Uso Excessivo de Orações
Quando o acadêmico está tentando dizer uma coisa complicada ou, como geralmente é o caso, analisar um fenômeno simples de um jeito complicado, justificando assim um ensaio que não vai levar a lugar nenhum, ele usa um monte de orações. Frases continuam por páginas. Ideias, ou declarações, vão se empilhando uma por cima da outra e a agência, num sentido filosófico, é tirada do leitor, o consumidor do texto, o produto, enquanto as ideias se empilham; as declarações, porém, permanecem enterradas, entre orações. Na escola, você provavelmente ouviu falar de George Orwell e de suas famosas regras para escrever bem (seja simples, seja claro, não use metáforas, etc e tal, o que sempre me pareceu muito chato). Agora é hora de jogar Orwell pela janela, junto com seus sonhos de um futuro melhor. A teoria crítica não tem espaço para essa bobajada de frases curtas.
Theodor Adorno
O grande bode velho canonizado da seriedade no século 20 pode ter dito que não haveria riso depois do Holocausto, e pode ter passado a vida inteira despedaçando a cultura popular, mas isso não impediu que seu tomo clássico, Minima Moralia, acabasse estampado artisticamente nas sucursais da Urban Outfitters. Ele não ia ter gostado disso.
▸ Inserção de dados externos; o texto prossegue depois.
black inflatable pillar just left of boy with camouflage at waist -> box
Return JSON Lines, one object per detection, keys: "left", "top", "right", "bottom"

Mas ele merece. Ele era um puta chato.
Teoria Queer
Você não é um homem. Você não é uma mulher. Você não é um gênero neutro. Você é uma construção. Manter seu gênero é uma performance constante. Essas ideias não parecem tão radicais agora, mas antes da Judith Butler adaptá-las do Foucault e colocá-las no livro Problemas de Gênero, de 1990, elas pareciam coisa de outro mundo. Você está dizendo que encher a cara com os meus trutas é uma performance culturalmente arraigada? Você está me chamando de gay? Você está dizendo que não curto virar umas latinhas no bar, depois ir pra balada e vomitar no meu melhor amigo, Steve, que eu amo pra caralho? Um cara deve ter dito essas mesmas palavras para a Judith lá em 1990. Agora, ele leu Problemas Gênero e está feliz, sentado lá com a namorada e assistindo Sex and the City.
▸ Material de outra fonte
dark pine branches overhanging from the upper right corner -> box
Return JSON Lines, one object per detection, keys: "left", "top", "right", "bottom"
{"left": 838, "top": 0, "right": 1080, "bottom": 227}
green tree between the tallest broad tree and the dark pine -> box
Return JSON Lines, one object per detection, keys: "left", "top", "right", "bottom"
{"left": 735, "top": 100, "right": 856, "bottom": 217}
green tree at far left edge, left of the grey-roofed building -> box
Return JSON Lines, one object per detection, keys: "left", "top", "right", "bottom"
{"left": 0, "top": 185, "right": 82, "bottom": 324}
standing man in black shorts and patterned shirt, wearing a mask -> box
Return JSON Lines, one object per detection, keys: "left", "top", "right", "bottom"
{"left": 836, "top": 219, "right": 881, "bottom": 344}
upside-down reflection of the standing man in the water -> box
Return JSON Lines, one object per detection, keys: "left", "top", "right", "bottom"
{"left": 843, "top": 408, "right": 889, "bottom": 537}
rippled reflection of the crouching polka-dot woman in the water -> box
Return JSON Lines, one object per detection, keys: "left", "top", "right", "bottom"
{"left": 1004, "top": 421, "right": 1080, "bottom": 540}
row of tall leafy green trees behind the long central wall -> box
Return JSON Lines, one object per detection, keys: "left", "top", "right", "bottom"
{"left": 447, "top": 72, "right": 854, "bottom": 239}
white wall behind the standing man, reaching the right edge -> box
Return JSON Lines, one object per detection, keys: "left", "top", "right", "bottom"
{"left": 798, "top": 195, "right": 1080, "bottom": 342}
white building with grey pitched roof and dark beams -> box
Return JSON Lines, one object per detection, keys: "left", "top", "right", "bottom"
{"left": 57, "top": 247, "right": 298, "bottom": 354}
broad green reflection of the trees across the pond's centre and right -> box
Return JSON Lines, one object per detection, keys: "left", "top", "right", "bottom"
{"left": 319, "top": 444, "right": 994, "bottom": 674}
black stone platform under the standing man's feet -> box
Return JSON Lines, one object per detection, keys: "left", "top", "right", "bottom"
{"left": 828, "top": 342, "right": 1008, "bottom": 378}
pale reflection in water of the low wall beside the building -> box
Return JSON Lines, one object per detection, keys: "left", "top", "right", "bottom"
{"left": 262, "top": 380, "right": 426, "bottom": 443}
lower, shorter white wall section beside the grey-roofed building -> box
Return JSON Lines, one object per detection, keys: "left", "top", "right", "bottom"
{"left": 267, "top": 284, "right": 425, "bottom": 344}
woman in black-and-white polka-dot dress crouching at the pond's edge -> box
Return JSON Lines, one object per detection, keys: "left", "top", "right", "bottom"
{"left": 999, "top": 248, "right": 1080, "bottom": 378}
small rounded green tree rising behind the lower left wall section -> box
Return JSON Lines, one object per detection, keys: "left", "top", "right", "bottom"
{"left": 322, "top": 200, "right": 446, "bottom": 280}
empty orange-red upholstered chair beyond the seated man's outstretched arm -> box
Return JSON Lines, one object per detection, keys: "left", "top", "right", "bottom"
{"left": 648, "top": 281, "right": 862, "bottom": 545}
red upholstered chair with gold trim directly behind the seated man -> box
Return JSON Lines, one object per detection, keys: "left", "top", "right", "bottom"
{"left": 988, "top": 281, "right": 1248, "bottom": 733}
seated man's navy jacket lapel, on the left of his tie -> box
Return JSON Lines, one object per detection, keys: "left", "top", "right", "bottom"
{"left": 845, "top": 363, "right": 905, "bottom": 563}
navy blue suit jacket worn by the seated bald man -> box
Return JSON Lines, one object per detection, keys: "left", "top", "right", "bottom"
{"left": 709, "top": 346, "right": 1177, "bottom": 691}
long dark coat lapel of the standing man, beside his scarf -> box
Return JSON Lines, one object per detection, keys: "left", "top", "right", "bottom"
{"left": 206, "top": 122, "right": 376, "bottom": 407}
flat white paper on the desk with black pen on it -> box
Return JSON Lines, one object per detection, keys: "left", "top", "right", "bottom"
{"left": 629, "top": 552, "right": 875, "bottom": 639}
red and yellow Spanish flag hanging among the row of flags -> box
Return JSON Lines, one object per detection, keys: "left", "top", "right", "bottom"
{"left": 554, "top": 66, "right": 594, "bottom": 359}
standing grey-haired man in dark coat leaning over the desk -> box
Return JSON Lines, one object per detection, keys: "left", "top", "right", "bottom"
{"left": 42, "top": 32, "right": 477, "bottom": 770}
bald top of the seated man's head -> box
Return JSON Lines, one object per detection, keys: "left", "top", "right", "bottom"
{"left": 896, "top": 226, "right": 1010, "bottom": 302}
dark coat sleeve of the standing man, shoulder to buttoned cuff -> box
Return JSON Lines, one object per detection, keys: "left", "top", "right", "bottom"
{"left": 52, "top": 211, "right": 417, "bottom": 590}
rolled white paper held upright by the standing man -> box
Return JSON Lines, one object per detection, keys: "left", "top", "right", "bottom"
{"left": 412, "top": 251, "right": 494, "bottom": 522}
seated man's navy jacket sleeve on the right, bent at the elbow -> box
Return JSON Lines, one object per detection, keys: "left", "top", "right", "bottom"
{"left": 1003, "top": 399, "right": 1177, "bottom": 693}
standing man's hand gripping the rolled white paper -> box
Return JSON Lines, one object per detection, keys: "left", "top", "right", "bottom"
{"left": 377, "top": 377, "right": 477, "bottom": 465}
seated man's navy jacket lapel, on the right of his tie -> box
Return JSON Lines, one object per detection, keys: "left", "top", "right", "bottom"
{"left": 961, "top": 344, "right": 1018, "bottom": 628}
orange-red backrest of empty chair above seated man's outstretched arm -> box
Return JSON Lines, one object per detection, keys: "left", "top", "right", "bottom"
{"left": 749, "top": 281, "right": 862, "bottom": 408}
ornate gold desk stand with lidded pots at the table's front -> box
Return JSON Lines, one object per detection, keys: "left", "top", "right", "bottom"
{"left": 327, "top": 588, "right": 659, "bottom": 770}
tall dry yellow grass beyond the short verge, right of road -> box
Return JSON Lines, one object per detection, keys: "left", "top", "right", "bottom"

Então, seja bem-vindo ao círculo mais íntimo da teoria crítica. Logo, você estará desmascarando o terrorismo presente em sua família, analisando a atuação da polícia dentro da literatura e desenhando uma linha clara entre o livro que está lendo e o cochilo que está tirando. Você vai ficar pensando: “sim, claro, sempre fiquei imaginando por que eu me comportava desse jeito, mas agora eu sei que é por causa de como a sociedade trabalha e o jeito como a sociedade trabalha está perfeitamente demonstrado nesse livro sobre política de gênero e as novelas do William Faulkner”. E o dia em que você pensar isso, amigo, vai ser o dia em que você nasceu.